Un déménagement complexe en Chine
Sophie Steiner a quitté Chicago pour Shanghai il y a 10 ans, armée d’un contrat de travail d’un an et demi ainsi que de nombreuses valises. Bien que cette expérience devait être celle d’une installation rapide, elle s’est rendu compte que la réalité était plus complexe. « J’étais extrêmement confiante », admet-elle, avant de reconnaître l’importance de s’adapter aux coutumes locales.

Adaptation et apprentissage
Dès son arrivée, Sophie se retrouve plongée dans un environnement qu’elle qualifie de « labyrinthe ». Elle témoigne des petites choses qui l’ont surpris, comme le service du thé bouillant même pendant les mois estivaux ou encore l’inclusion inattendue d’ingrédients variés dans sa routine de soins.
Au fil des années, elle a appris à naviguer entre ses nouvelles habitudes – boire constamment de l’eau chaude ou pratiquer des médecines traditionnelles – tout en maintenant une part « amer-douce » liée à sa culture américaine.
Le choc culturel inverse
Lors d’un récent voyage aux États-Unis, Sophie participe à la foire annuelle du Minnesota. Ce retour chez elle lui procure une sensation étriquée ; malgré ce cadre familier, elle éprouve un sentiment de décalage similaire aux premières semaines passées en Chine. « Une fois encore, je me suis retrouvée étrangère », note-t-elle.
Ce sentiment est accentué par une aliénation souvent ressentie par les expatriés. Plus on s’intègre dans une nouvelle culture, plus on risque de s’éloigner involontairement de ses racines initiales.
Identité fluide et appartenance incertaine
Après dix années passées en Chine, Sophie explique que ses valeurs ont évolué au point où elle se définit désormais comme un « troisième adulte de la culture », combinant son éducation américaine avec des expériences acquises sur place.

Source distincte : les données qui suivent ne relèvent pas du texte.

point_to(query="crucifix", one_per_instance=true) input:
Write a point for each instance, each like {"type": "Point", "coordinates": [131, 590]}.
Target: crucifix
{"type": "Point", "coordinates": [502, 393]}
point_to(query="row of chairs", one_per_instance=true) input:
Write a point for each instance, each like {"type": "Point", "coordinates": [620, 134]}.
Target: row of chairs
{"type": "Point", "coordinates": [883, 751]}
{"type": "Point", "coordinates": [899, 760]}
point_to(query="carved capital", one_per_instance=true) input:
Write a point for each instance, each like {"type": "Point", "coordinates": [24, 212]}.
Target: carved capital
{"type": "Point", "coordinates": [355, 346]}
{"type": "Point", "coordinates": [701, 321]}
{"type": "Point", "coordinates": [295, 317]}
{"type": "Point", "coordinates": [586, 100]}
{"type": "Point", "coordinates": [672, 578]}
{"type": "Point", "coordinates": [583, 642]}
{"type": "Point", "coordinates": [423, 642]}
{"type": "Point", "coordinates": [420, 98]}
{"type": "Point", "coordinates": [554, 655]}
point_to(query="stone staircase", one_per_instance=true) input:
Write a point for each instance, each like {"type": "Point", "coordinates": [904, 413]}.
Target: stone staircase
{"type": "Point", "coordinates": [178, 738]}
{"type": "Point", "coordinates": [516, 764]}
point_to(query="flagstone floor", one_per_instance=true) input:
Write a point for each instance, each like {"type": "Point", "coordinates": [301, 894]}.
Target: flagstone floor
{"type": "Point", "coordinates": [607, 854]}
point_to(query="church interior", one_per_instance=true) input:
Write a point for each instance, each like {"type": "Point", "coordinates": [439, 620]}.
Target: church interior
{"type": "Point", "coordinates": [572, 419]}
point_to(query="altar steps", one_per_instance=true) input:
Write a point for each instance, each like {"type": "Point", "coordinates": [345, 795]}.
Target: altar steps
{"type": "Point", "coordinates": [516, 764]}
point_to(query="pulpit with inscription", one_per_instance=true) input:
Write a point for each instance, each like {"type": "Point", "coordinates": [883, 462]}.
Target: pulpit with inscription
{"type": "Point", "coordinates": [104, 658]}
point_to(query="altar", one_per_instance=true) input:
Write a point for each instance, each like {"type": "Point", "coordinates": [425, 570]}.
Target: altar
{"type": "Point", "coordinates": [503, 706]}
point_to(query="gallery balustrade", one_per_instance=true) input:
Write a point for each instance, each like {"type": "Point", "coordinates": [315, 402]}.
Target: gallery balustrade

Cette situation rend difficile le maintien des liens avec sa famille et ses amis restés aux États-Unis.
“Ils ne comprennent pas mon désir d’explorer le Tibet autonome ni ma passion pour certains plats” confie-t-elle, tout en se rendant compte que leurs préoccupations quotidiennes lui semblent également étrangères.

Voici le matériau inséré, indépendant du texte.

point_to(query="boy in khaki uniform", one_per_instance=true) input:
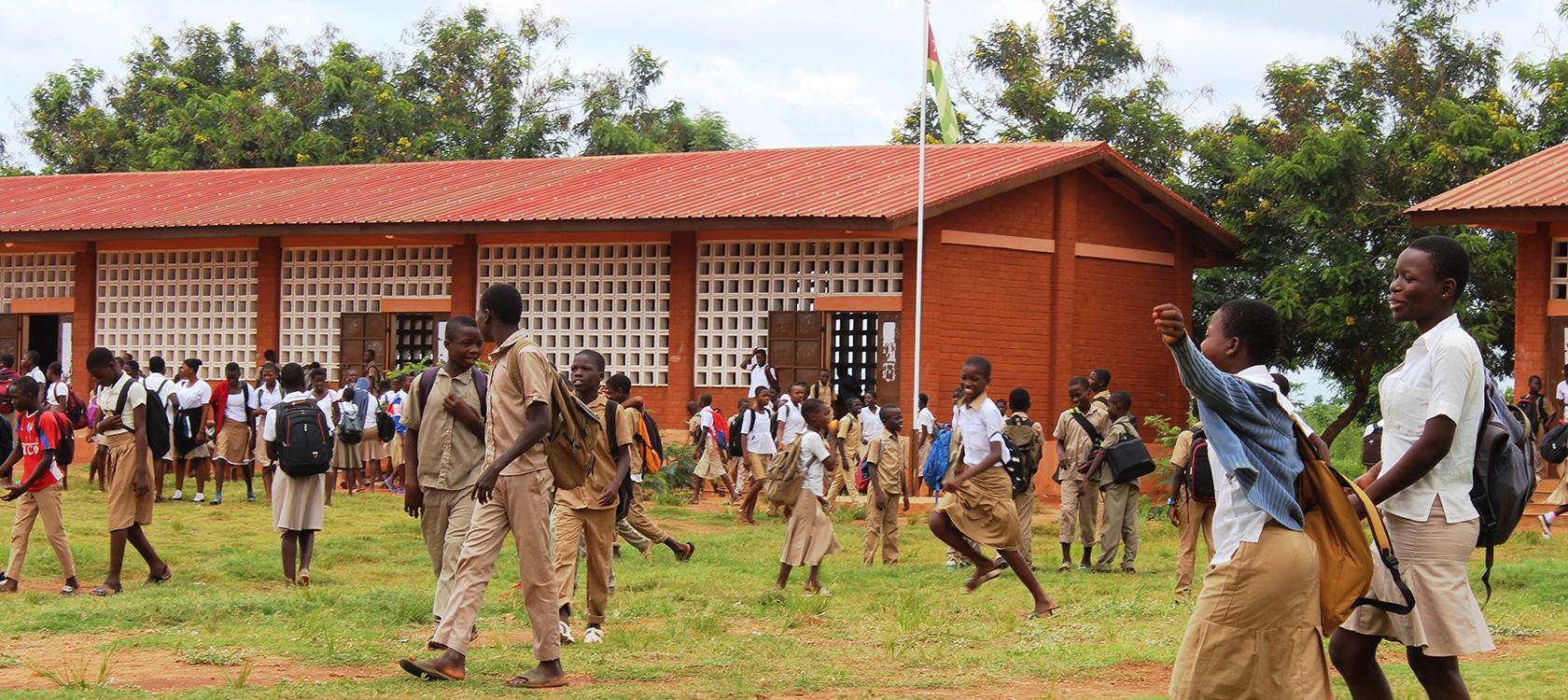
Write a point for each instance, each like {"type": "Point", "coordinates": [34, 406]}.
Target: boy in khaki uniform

Réconciliation avec son identité
Aujourd’hui, Sophie embrasse ces différentes facettes qui constituent son identité. Le terme Laowai (étranger) qu’elle voyait autrefois comme marquant sa différence est devenu pour elle « un insigne d’honneur », symbole des défis relevés et du chemin parcouru jusqu’à présent.
En confrontant ces aspects multiples de sa vie entre New York et Shanghai, Steiner trouve finalement du réconfort « dans les espaces entre les cultures », acceptant ainsi qu’appartenir pleinement nulle part peut aussi être une forme riche d’identité personnelle.
Aujourd’hui, Sophie embrasse ces différentes facettes qui constituent son identité. Le terme Laowai (étranger) qu’elle voyait autrefois comme marquant sa différence est devenu pour elle « un insigne d’honneur », symbole des défis relevés et du chemin parcouru jusqu’à présent. En confrontant ces aspects multiples de sa vie entre New York et Shanghai, Steiner trouve finalement du réconfort « dans les espaces entre les cultures », acceptant ainsi qu’appartenir pleinement nulle part peut aussi être une forme riche d’identité personnelle.